Os Testamentos – De Volta A Gilead

Os Testamentos, escrito por Margaret Atwood e publicado no Brasil em 2019 pela Editora Rocco (disponível aqui), é um romance que se passa em Gilead, mesmo cenário onde se passa O Conto da Aia. É uma continuação, mas não uma continuação direta. A obra foca na trajetória de três personagens e como a vida delas se entrelaça, dando início a queda de Gilead.

Além de não ser uma continuação direta, Os Testamentos tem uma atmosfera completamente diferente em relação a O Conto da Aia. Enquanto um é uma história mais psicológica, focada apenas nas questões internas de uma personagem só, o outro segue a estrutura de um thriller, mesclando as memórias das personagens com momentos de tensão, que culminam em eventos importantes não só para as protagonistas, mas para toda Gilead.

Capa da obra

Foi interessante observar o cenário pelos olhos de três personagens tão diferentes: uma adolescente que nasceu no Canadá; a líder das Tias, uma mulher que passou a transição da sociedade “livre” para o autoritarismo teocrático e, por fim, uma jovem, nascida e criada em Gilead, que se vê envolvida no esquema para derrubar sua própria nação. Deste modo, exploramos o cenário de maneira mais global, aprendendo com mais detalhe sobre as relações internacionais no mundo distópico pensado por Atwood, um toque necessário e enriquecedor.
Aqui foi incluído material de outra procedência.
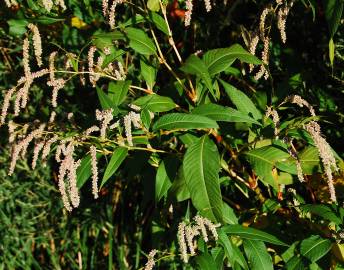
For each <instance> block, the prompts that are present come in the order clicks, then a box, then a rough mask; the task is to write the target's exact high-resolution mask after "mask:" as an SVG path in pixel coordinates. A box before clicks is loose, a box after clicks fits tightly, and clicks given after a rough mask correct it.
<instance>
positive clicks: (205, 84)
mask: <svg viewBox="0 0 344 270" xmlns="http://www.w3.org/2000/svg"><path fill="white" fill-rule="evenodd" d="M181 70H182V71H184V72H185V73H189V74H193V75H197V76H199V77H200V78H202V79H203V81H204V83H205V85H206V86H207V88H208V89H209V90H212V89H213V85H212V83H211V78H210V75H209V72H208V69H207V67H206V65H205V64H204V62H203V61H202V60H201V59H199V58H198V57H197V56H196V55H194V54H192V55H190V56H189V58H188V59H186V61H185V64H184V65H183V66H182V67H181Z"/></svg>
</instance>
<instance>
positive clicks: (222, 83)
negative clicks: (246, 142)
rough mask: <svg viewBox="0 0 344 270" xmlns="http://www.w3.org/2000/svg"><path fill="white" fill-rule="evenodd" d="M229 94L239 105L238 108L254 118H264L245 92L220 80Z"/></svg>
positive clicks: (229, 84)
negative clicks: (236, 88) (247, 95)
mask: <svg viewBox="0 0 344 270" xmlns="http://www.w3.org/2000/svg"><path fill="white" fill-rule="evenodd" d="M220 82H221V84H222V85H223V87H224V89H225V91H226V93H227V95H228V96H229V98H230V99H231V101H232V102H233V104H234V105H235V106H236V107H237V109H238V110H239V111H241V112H243V113H245V114H247V115H251V116H252V117H253V118H254V119H256V120H259V119H261V118H262V114H261V112H260V111H259V110H258V109H257V108H256V106H255V105H254V104H253V102H252V100H251V99H250V98H249V97H248V96H246V95H245V94H244V93H243V92H241V91H240V90H238V89H236V88H235V87H234V86H232V85H230V84H228V83H226V82H224V81H222V80H220Z"/></svg>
A narrativa é não-linear, e varia os pontos de vista para tecer uma trama ligando o passado e o presente da história, sem, no entanto, fazer o leitor se perder ou ficar confuso. Bem, como as informações são inseridas devagar durante o enredo, a princípio é possível notar que faltam algumas explicações. Mas isso torna a leitura interessante, não confusa.

É com certeza uma obra mais adequada para os fãs de leituras mais rápidas (apesar do livro ser mais longo) e thrillers cheio de suspense, apesar de não haver muita ação propriamente dita em Os Testamentos. Nisso, esse romance é mais similar a Vox, que já resenhei aqui neste site que vos fala.

Dito isto, devo repetir aqui as críticas que teci em relação a O Conto da Aia. Os Testamentos de maneira alguma pode ser considerado um livro que discute as questões de igualdade de gênero de maneira interseccional. Sem corte de etnia e orientação sexual (e sem também incluir o que seria das mulheres trans), o ponto de vista do livro é branco, cis, hétero, de classe média, de modo que deixa fora a maioria esmagadora das mulheres em suas discussões e inclusive chega a apresentar certas problemáticas de maneira bastante rasa.

A moral da história dessa resenha é que Os Testamentos deve ser apreciado pelo o que ele é. Não é o mesmo gênero e nem tem a mesma atmosfera de O Conto da Aia, tampouco é uma obra revolucionária que discute a fundo as questões de gênero do mundo atual. É uma leitura divertida (para quem curte thriller), rápida, com um arco de começo, meio e fim bem definido, que deve agradar aos leitores que curtem leituras mais ágeis, sem deixar de lado a exploração cuidadosa da vida e psique das protagonistas e personagens secundários.